Jimmy McPartland - cornet; Art Hodes - piano; Herbie Hall - clarinet; Vic Dickenson - trombone;
Al Hall - bass; Al Harewood - drums
Jimmy McPartland, a Bix Beiderbecke-inspired cornet player from Chicago, kicks off "A Jazz Salute to the American Song" at Philharmonic Hall with a sextet of jazz veterans in this all-Irving Berlin program. With McPartland on the front line alongside trombonist Vic Dickenson and New Orleans clarinetist Herbie Hall (brother of the more famous New Orleans clarinetist Edmund Hall), they open with a Dixieland take on Berlin's "Always," a 1925 ditty that the quintessentially American composer wrote as a wedding gift for his wife Ellin McKay. Next up is a spirited Irving Berlin medley that begins with "A Pretty Girl Is Like a Melody," a sublime ballad vehicle for clarinetist Hall. Dickenson is featured playing some relaxed, lyrical trombone, affecting a vocal quality with the mute, on a plaintive lament before pianist Hodes takes over with a bluesy piano interlude. And cornetist McPartland closes out this Berlin medley with an expressive take on "How Deep Is The Ocean." They conclude in swinging fashion with an exuberant Chicago-styled interpretation of Berlin's "Alexander's Ragtime Band."
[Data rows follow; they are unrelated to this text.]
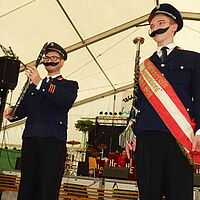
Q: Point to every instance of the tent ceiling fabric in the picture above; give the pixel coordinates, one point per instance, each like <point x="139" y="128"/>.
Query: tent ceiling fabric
<point x="97" y="34"/>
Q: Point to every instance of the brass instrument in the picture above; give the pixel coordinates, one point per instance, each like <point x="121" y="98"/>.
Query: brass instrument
<point x="26" y="85"/>
<point x="138" y="41"/>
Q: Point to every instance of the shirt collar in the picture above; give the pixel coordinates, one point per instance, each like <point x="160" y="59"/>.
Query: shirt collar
<point x="54" y="76"/>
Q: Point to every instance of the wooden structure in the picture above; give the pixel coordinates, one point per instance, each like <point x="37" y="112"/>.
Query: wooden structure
<point x="73" y="191"/>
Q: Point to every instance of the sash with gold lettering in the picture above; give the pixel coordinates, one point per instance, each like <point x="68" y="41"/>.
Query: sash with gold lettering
<point x="167" y="104"/>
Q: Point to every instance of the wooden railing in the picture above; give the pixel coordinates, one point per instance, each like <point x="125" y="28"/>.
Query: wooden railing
<point x="73" y="191"/>
<point x="83" y="192"/>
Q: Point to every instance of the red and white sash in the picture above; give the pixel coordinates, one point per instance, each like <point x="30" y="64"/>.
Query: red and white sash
<point x="165" y="101"/>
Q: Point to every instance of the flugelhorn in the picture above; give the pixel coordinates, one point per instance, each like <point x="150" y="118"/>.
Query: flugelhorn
<point x="138" y="41"/>
<point x="26" y="85"/>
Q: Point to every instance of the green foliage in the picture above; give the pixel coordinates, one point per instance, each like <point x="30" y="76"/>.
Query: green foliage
<point x="84" y="125"/>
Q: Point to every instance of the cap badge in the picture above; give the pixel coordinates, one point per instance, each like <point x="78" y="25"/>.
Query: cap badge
<point x="158" y="7"/>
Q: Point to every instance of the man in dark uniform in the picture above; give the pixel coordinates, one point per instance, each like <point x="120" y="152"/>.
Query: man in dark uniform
<point x="46" y="105"/>
<point x="162" y="167"/>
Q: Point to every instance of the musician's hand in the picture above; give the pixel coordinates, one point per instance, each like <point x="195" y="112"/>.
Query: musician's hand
<point x="7" y="112"/>
<point x="33" y="74"/>
<point x="196" y="143"/>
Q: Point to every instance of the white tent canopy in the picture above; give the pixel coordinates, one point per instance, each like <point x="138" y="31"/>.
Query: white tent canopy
<point x="98" y="36"/>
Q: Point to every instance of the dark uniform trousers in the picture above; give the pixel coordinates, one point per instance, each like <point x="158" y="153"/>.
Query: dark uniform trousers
<point x="48" y="152"/>
<point x="162" y="168"/>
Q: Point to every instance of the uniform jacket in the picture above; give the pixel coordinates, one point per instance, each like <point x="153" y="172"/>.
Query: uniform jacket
<point x="182" y="70"/>
<point x="47" y="109"/>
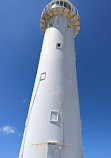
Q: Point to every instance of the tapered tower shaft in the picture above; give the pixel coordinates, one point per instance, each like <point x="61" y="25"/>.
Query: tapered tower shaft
<point x="53" y="126"/>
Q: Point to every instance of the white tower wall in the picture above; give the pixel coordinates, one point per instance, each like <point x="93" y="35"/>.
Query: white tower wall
<point x="53" y="126"/>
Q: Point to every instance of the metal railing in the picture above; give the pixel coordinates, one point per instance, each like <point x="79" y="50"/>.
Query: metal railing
<point x="49" y="6"/>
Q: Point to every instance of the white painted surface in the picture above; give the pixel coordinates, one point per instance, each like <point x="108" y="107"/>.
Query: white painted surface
<point x="53" y="126"/>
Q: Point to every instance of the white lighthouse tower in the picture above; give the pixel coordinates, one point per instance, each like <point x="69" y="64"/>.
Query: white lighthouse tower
<point x="53" y="125"/>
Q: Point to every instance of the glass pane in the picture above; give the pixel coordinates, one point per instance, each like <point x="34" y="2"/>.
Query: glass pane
<point x="61" y="3"/>
<point x="56" y="4"/>
<point x="66" y="5"/>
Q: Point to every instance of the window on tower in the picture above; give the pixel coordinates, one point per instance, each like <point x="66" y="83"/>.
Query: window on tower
<point x="61" y="3"/>
<point x="59" y="45"/>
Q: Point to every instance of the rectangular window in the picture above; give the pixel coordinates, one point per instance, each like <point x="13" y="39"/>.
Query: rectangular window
<point x="43" y="76"/>
<point x="59" y="45"/>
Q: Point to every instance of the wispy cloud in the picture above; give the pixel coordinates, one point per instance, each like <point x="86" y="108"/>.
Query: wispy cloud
<point x="24" y="100"/>
<point x="7" y="130"/>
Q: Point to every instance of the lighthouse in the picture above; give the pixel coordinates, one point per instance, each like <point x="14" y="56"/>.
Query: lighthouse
<point x="53" y="124"/>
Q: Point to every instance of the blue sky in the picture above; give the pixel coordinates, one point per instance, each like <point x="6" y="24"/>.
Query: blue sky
<point x="20" y="46"/>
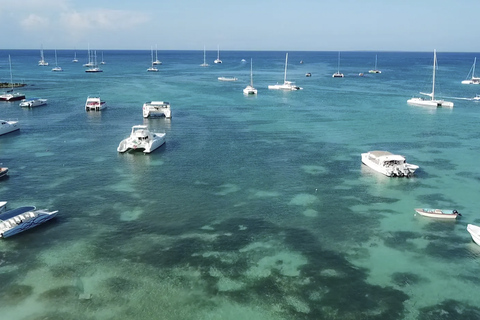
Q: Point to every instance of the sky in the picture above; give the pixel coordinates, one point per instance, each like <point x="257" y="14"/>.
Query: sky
<point x="295" y="25"/>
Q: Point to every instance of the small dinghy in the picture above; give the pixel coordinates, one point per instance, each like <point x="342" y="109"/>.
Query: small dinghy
<point x="438" y="213"/>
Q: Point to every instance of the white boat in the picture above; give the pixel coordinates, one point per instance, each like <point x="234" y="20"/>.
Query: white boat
<point x="10" y="95"/>
<point x="473" y="79"/>
<point x="218" y="56"/>
<point x="438" y="213"/>
<point x="375" y="70"/>
<point x="33" y="102"/>
<point x="156" y="62"/>
<point x="338" y="74"/>
<point x="8" y="126"/>
<point x="23" y="218"/>
<point x="95" y="104"/>
<point x="391" y="165"/>
<point x="42" y="61"/>
<point x="474" y="232"/>
<point x="287" y="85"/>
<point x="157" y="109"/>
<point x="56" y="68"/>
<point x="250" y="89"/>
<point x="152" y="68"/>
<point x="141" y="139"/>
<point x="204" y="64"/>
<point x="432" y="102"/>
<point x="227" y="79"/>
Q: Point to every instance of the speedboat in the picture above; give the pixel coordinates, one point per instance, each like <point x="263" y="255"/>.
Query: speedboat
<point x="157" y="108"/>
<point x="474" y="232"/>
<point x="438" y="213"/>
<point x="95" y="104"/>
<point x="391" y="165"/>
<point x="23" y="218"/>
<point x="8" y="126"/>
<point x="33" y="102"/>
<point x="141" y="139"/>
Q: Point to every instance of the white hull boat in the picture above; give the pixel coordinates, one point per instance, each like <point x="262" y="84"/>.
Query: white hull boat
<point x="438" y="213"/>
<point x="21" y="219"/>
<point x="141" y="139"/>
<point x="157" y="109"/>
<point x="95" y="104"/>
<point x="389" y="164"/>
<point x="432" y="102"/>
<point x="33" y="102"/>
<point x="474" y="232"/>
<point x="8" y="126"/>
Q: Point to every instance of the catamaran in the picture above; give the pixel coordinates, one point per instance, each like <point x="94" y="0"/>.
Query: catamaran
<point x="432" y="102"/>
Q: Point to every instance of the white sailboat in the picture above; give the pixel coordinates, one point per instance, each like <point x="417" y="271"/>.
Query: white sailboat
<point x="432" y="102"/>
<point x="218" y="56"/>
<point x="56" y="68"/>
<point x="156" y="62"/>
<point x="375" y="70"/>
<point x="287" y="85"/>
<point x="204" y="64"/>
<point x="42" y="61"/>
<point x="473" y="79"/>
<point x="338" y="74"/>
<point x="152" y="68"/>
<point x="250" y="89"/>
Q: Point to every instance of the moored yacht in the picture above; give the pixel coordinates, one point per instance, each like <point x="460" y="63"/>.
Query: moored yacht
<point x="389" y="164"/>
<point x="157" y="108"/>
<point x="141" y="139"/>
Born on March 15, 1907, Jimmy McPartland and his older, banjo-playing brother Dick became members of the Austin High Gang in the '20s along with fellow teenaged hot jazz enthusiasts Bud Freeman, Frank Teschemacher, Jim Lanigan, Joe Sullivan, Benny Goodman and Dave Tough. Together they would study and try to duplicate what they heard on recordings by The New Orleans Rhythm Kings and others while also following Louis Armstrong and King Oliver's Creole Jazz Band at Lincoln Gardens on Chicago's South Side. Their experiments led to a rough-hewn brand of New Orleans hot jazz that came to be known as Chicago Jazz.
In 1924, at age 17, McPartland was called to New York to take Bix Beiderbecke's place in the Wolverine Orchestra. In 1927, he recorded with McKenzie-Condon's Chicagoans and closed out the decade working with Ben Pollack, Benny Goodman and Jack Teagarden. McPartland led his own bands in Chicago and New York through the '30s before joining Teagarden's big band in 1941. He was drafted into the Army in 1942 and, after participating in the Invasion of Normandy in 1944, met his future wife, the English pianist Margaret Marian Turner. They married in Aachen, Germany and settled in Chicago after the war. In 1954, the McPartland's moved to New York. Jimmy joined Willie 'The Lion' Smith's band, which also included Pee Wee Russell, George 'Pops' Foster, and George Wettling while Marian began a longstanding residency at the Hickory House on 52nd Street with her trio (featuring the great drummer Joe Morello). During the '60s and '70s, the cornetist participated in several Chicago jazz and Dixieland reunions at festivals in the United States and throughout Europe.
McPartland died of lung cancer on March 13, 1991, two days before his 84th birthday. (Coincidentally, long-time friend, collaborator and Austin High Gang member Bud Freeman died the next day.)